Mengacu kepada pengertian praperadilan dalam Pasal 1 Angka 10 KUHAP tersebut di atas, dipahami bahwa praperadilan merupakan kompetensi absolut suatu pengadilan untuk mengadili sah atau tidaknya suatu proses peradilan pidana meliputi penangkapan dan atau penahanan, dan penghentian penyidikan atau penghentian penuntutan. Selain itu, praperadilan sebagai kompetensi absolut suatu pengadilan juga menyangkut dengan ganti kerugian dan atau rehabilitasi terhadap seseorang yang perkara pidananya dihentikan pada tingkat penyidikan atau atau penuntutan. Hal tersebut dapat dilihat dalam ketentuan Pasal 77 KUHAP yang menentukan:
“Pengadilan negeri berwenang untuk memeriksa dan memutus sesuai dengan undang-undang ini tentang:
a. Sah atau tidaknya penangkapan, penahanan, penghentian penyidikan dan atau penghentian penuntutan;
b. Ganti kerugian dan atau rehabilitasi bagi seorang yang perkara pidananya dihentikan pada tingkat penyidikan atau atau penuntutan.”
Selanjutnya terkait dengan teknis yudisial yang menyangkut dengan praperadilan diuraikan dalam Pasal 77 KUHAP sampai dengan Pasal 88 KUHAP.

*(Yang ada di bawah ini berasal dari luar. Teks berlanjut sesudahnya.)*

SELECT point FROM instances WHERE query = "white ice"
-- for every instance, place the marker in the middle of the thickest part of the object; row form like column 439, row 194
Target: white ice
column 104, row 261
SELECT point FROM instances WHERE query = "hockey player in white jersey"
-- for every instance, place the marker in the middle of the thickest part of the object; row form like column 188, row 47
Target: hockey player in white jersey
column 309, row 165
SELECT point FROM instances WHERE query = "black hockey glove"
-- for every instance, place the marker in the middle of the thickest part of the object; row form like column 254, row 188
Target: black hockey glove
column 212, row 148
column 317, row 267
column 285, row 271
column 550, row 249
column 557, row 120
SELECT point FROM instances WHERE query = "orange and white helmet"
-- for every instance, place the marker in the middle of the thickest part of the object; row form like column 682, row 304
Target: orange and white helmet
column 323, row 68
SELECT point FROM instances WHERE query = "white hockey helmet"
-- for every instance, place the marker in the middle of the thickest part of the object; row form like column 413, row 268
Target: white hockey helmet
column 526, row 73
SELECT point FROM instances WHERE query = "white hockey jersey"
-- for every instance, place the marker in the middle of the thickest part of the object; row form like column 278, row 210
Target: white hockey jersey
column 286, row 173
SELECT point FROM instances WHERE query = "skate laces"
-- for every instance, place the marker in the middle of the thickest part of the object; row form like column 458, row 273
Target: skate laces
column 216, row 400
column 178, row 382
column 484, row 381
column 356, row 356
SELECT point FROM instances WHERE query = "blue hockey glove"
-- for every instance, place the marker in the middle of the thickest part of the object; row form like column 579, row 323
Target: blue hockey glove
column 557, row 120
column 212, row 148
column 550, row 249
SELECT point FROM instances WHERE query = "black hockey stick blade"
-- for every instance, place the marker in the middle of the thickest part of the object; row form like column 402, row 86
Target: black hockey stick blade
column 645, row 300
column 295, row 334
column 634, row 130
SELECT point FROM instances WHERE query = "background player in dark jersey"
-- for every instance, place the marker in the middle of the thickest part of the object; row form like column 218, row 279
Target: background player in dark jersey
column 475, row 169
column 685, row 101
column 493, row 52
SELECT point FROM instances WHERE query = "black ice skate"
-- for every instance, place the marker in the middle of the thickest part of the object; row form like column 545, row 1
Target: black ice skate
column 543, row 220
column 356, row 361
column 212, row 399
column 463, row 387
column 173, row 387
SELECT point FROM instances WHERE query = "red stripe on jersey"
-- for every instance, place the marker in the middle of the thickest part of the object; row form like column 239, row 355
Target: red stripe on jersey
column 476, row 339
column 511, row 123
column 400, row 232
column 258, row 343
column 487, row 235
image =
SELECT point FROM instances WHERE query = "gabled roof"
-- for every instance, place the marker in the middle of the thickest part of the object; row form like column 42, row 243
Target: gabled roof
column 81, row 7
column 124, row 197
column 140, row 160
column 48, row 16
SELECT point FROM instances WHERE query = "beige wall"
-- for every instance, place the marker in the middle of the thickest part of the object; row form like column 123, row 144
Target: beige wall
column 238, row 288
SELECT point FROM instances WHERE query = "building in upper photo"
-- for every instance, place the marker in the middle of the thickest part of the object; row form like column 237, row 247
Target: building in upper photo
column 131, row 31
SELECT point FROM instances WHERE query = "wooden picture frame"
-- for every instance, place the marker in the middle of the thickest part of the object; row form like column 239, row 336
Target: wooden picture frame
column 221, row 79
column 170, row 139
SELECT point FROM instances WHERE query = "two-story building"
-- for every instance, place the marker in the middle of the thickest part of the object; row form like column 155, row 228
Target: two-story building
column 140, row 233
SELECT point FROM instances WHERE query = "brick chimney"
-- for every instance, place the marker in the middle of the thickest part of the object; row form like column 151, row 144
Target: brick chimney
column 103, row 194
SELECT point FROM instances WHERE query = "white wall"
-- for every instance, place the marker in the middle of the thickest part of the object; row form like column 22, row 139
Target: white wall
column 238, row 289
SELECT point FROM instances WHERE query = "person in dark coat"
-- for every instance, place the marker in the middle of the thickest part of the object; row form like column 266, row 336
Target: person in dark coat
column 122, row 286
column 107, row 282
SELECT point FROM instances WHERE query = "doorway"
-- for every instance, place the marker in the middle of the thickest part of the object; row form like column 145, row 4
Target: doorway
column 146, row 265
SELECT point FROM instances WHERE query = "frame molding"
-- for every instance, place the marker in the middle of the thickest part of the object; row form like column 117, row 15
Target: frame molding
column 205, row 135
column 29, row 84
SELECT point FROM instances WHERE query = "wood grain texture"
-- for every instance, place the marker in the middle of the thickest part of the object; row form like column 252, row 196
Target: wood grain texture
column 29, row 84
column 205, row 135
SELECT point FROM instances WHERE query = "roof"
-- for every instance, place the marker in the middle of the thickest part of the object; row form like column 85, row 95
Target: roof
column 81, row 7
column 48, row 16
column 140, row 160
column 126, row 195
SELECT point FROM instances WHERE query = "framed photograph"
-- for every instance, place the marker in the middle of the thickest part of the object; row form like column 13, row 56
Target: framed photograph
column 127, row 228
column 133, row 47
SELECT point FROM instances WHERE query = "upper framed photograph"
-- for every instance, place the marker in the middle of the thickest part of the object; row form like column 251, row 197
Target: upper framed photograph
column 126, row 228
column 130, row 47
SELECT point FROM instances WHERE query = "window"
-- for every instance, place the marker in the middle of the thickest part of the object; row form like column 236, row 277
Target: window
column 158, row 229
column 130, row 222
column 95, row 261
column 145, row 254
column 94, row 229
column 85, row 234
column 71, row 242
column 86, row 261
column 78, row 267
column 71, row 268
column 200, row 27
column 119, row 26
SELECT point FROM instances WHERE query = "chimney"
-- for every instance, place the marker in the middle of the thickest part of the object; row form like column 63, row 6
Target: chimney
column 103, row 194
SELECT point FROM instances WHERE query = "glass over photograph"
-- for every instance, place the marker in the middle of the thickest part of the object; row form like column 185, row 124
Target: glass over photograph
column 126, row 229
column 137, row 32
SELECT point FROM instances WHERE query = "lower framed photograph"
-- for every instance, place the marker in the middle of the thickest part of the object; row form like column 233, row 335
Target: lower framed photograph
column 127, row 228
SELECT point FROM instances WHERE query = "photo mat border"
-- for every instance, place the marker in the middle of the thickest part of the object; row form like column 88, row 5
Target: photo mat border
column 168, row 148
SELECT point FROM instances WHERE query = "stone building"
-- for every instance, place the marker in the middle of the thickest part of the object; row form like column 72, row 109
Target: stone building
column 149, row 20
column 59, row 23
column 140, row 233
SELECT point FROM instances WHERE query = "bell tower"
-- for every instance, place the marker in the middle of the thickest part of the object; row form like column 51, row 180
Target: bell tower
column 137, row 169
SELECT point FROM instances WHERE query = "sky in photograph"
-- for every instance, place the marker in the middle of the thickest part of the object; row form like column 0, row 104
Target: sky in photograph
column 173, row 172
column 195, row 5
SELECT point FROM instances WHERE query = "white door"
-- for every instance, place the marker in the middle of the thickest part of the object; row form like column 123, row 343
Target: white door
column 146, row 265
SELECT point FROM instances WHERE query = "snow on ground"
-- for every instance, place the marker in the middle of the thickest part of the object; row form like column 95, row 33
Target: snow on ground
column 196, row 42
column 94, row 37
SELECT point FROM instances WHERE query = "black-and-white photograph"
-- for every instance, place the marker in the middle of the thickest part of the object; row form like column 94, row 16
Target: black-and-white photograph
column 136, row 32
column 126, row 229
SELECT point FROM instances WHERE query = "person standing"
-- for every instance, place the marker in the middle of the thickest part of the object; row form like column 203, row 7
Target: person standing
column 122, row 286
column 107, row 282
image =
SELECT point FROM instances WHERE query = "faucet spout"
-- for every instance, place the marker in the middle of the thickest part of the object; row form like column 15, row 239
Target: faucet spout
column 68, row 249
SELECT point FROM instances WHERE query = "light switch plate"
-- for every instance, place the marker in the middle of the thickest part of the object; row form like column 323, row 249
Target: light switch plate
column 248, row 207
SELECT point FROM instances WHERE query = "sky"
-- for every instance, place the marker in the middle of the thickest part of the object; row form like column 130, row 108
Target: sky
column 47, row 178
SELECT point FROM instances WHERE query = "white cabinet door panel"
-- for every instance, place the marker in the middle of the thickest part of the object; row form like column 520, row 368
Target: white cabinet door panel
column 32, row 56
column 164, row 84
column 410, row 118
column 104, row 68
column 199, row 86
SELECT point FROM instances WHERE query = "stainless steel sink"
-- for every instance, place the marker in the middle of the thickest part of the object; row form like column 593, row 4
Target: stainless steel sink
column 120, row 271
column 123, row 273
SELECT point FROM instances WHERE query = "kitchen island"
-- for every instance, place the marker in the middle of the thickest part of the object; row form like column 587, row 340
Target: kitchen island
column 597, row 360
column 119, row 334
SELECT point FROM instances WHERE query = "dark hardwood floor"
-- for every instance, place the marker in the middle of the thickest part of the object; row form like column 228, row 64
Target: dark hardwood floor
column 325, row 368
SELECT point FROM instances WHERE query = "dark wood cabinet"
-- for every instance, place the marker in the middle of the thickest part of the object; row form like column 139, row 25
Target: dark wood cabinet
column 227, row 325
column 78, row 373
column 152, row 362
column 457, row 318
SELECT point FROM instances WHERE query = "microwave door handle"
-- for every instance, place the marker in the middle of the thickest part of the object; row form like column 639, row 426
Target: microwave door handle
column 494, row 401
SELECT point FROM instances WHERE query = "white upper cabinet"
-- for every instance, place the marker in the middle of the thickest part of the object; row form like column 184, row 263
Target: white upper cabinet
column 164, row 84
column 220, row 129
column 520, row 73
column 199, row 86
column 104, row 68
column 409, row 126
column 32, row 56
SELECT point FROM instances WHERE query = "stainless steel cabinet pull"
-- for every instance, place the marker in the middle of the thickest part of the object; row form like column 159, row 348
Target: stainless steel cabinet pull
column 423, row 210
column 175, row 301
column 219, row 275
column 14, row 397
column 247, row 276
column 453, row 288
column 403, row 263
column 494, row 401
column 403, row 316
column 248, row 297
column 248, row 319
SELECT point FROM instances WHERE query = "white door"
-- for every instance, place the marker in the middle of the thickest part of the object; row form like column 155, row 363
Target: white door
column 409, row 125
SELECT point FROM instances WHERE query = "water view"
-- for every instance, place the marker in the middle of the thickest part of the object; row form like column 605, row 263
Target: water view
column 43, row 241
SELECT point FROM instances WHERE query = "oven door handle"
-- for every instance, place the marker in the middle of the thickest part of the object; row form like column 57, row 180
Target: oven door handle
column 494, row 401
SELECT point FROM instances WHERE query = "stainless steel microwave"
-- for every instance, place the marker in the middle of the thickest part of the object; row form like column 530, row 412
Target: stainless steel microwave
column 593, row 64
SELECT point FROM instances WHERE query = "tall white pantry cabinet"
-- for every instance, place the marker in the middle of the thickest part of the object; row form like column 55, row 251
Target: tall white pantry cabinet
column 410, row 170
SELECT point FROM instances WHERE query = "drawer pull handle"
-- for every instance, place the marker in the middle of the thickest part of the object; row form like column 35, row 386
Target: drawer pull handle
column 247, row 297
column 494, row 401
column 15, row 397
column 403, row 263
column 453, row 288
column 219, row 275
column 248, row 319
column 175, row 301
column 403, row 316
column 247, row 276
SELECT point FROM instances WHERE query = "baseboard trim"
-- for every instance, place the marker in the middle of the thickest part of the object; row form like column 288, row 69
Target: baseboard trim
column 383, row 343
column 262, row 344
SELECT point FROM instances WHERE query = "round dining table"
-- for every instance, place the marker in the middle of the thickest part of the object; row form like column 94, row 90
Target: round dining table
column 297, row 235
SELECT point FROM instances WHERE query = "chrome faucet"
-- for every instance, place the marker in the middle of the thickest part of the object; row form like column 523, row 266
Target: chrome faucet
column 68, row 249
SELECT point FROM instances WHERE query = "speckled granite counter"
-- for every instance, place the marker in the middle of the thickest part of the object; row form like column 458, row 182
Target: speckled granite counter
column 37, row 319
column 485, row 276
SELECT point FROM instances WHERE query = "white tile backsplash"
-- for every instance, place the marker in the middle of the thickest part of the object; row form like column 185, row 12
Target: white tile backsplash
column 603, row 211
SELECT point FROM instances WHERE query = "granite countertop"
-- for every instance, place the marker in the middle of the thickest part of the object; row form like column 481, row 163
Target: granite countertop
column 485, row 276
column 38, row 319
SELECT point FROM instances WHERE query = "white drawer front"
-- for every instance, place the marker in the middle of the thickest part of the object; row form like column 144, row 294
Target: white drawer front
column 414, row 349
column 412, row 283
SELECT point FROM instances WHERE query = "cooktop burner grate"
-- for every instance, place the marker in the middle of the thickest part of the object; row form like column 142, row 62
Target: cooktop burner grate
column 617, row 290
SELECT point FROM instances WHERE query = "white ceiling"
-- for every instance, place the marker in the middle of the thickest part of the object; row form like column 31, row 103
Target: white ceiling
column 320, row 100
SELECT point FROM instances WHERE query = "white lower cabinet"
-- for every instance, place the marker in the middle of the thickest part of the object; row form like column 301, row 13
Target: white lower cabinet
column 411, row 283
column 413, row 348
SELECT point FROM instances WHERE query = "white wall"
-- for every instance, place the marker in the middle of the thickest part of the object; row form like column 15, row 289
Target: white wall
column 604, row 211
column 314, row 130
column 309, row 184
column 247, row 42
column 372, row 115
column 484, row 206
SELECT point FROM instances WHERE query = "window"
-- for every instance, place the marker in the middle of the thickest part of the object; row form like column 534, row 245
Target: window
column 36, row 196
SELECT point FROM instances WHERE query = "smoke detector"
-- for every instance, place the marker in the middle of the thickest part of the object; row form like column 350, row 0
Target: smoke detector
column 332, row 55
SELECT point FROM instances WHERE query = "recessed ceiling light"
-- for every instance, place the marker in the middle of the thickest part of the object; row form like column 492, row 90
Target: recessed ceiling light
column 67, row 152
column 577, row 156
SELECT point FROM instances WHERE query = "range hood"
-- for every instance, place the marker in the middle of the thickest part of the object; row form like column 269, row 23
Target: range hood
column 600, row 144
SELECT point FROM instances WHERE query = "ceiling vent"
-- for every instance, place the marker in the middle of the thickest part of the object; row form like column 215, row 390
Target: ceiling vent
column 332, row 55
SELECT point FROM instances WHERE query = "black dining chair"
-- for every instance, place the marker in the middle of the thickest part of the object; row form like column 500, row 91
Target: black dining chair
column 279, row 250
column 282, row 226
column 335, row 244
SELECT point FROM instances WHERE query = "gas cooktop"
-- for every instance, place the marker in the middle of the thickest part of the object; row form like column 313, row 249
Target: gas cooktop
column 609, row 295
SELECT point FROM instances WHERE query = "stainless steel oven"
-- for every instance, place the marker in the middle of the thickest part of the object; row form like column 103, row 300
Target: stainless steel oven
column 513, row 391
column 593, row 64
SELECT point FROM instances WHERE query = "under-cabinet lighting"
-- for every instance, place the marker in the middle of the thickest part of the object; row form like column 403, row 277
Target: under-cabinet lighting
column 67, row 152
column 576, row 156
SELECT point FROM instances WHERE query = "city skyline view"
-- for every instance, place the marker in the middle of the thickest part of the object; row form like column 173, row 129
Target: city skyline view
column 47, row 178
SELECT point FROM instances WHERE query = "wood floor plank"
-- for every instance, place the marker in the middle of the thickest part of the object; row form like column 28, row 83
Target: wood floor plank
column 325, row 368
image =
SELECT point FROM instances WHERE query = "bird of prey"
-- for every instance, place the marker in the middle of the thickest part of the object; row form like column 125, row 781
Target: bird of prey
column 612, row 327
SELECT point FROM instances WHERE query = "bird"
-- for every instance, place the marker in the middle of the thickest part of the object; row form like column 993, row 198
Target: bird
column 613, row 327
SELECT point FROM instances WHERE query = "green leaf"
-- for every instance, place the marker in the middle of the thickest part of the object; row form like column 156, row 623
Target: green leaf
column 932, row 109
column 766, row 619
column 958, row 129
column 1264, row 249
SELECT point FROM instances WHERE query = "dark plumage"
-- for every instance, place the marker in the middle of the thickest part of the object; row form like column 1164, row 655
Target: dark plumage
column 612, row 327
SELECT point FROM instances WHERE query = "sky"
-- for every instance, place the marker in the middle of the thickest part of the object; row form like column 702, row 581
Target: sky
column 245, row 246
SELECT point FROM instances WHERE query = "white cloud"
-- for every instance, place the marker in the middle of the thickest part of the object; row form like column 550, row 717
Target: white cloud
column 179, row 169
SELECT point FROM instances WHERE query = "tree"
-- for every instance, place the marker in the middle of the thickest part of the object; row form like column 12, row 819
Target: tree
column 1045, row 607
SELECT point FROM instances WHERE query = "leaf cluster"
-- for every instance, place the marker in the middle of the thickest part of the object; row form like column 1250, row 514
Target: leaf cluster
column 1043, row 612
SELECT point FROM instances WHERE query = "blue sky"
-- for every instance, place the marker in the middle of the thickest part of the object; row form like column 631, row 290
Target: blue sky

Ganti kerugian sebagai wewenang dari praperadilan diatur dalam Pasal 95 KUHAP dan Pasal 97 KUHAP. Adapun yang dimaksud dengan ganti kerugian berdasarkan ketentuan pasal tersebut adalah keugian yang dialami oleh tersangka dan terdakwa atau terpidana akibat ditangkap, ditahan, dituntut dan diadili atau dikarenakan tindakan lain, tanpa alasan yang berdasarkan undang-undang atau karena kekeliruan yang berdasarkan undang-undang atau kekeliruan mengenai orangnya atau hukum yang diterapkan. Penjelasan Pasal 95 KUHAP menambahkan bahwa kerugian karena tindakan lain tersebut merupakan kerugian yang ditimbulkan meliputi kerugian yang ditimbulkan oleh pemasukan rumah, penggeledahan dan penyitaan yang tidak sah secara hukum. Tentunya wewenang dari praperadilan mengadili tuntutan ganti kerugian tersebut dapat dilaksanakan ketika perkara tersebut tidak diajukan ke Pengadilan dalam artian perkara tersebut hanya sampai pada tingkat penyidikan dan penuntutan saja.[1]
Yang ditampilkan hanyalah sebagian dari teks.